M. Aymeri de Montesquiou. Nous sommes condamnés à lutter sans concession contre le fondamentalisme islamiste. Il faut frapper fort, mais cet effort sera totalement inutile s'il n'est pas précédé, accompagné, suivi par un effort économique et social très important.

Soyons solidaires et fidèles à nos alliés dans l'effort de guerre, mais il faut que la France se tienne aux avant-postes pour l'effort de paix. (Applaudissements sur les travées du RDSE, du groupe socialiste et du groupe CRC, ainsi que sur certaines travées de l'UC-UDF.)

M. le président. La parole est à M. Philippe Nogrix.
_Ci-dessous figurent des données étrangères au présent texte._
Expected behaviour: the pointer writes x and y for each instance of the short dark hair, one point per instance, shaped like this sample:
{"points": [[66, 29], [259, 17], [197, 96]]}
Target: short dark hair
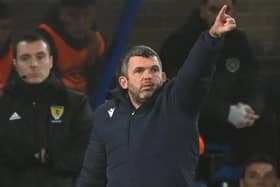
{"points": [[259, 158], [5, 11], [139, 50], [28, 36], [77, 3]]}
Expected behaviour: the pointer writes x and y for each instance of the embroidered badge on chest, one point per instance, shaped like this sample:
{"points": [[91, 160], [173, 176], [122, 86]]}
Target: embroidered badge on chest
{"points": [[111, 112], [56, 113], [232, 64]]}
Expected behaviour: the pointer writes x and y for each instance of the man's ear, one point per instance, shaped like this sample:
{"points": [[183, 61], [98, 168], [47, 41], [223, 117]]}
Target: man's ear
{"points": [[123, 82]]}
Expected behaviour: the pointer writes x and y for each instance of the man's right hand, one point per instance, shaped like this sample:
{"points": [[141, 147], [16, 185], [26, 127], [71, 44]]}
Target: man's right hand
{"points": [[223, 23]]}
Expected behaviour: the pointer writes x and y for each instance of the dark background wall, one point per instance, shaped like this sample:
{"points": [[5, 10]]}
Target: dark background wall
{"points": [[157, 18]]}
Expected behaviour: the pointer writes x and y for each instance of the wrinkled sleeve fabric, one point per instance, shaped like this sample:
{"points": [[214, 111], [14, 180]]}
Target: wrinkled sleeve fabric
{"points": [[93, 173]]}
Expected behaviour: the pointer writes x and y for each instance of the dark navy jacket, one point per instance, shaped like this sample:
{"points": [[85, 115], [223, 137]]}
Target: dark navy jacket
{"points": [[157, 144]]}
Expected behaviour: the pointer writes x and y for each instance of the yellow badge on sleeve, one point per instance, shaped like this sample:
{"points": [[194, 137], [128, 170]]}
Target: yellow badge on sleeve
{"points": [[57, 112]]}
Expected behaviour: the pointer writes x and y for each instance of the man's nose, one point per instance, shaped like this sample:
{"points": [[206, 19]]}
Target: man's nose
{"points": [[33, 62], [147, 74]]}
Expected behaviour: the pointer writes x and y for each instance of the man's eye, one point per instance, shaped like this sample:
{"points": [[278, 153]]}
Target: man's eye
{"points": [[155, 69], [139, 70], [24, 58]]}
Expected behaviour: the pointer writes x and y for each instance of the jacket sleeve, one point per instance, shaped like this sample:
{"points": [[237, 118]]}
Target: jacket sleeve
{"points": [[93, 173], [194, 78], [72, 154]]}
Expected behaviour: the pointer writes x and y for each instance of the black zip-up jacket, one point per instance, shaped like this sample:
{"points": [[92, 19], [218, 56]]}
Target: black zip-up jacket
{"points": [[43, 117], [157, 144]]}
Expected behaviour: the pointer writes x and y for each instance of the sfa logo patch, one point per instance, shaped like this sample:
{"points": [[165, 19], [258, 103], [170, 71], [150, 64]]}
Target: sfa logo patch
{"points": [[56, 113]]}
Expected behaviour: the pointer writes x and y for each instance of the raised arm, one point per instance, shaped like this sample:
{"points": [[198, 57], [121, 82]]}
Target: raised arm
{"points": [[195, 75]]}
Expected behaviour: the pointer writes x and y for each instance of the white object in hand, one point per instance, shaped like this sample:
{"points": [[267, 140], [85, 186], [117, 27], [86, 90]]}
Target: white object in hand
{"points": [[237, 113]]}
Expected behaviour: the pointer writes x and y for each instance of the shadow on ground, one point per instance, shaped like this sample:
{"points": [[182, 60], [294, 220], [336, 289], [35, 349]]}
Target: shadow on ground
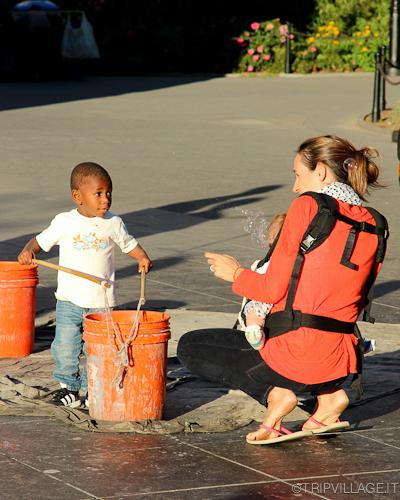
{"points": [[16, 95]]}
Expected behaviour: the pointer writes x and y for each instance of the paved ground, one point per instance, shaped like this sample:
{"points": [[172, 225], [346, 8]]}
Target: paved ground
{"points": [[187, 156]]}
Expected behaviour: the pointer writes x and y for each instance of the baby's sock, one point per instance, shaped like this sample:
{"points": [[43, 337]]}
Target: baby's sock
{"points": [[255, 336]]}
M. Philippe Nogrix. Monsieur le président, monsieur le Premier ministre, mes chers collègues, c'est d'un sujet, bien sûr, extrêmement important dont nous débattons aujourd'hui : la présence française en Afghanistan.

Il n'est pas anodin de rappeler que, si cette opération est menée dans le cadre de l'OTAN, c'est sur mandat de l'ONU. De plus, depuis le début de l'opération, en 2001, la France a choisi de n'apporter qu'une participation très inférieure à celle de pays européens comparables tels que la Grande-Bretagne ou l'Allemagne - environ 2 000 hommes sur 60 000.

Aujourd'hui, ce n'est plus un secret pour personne, la France a décidé de renforcer sa présence militaire en Afghanistan.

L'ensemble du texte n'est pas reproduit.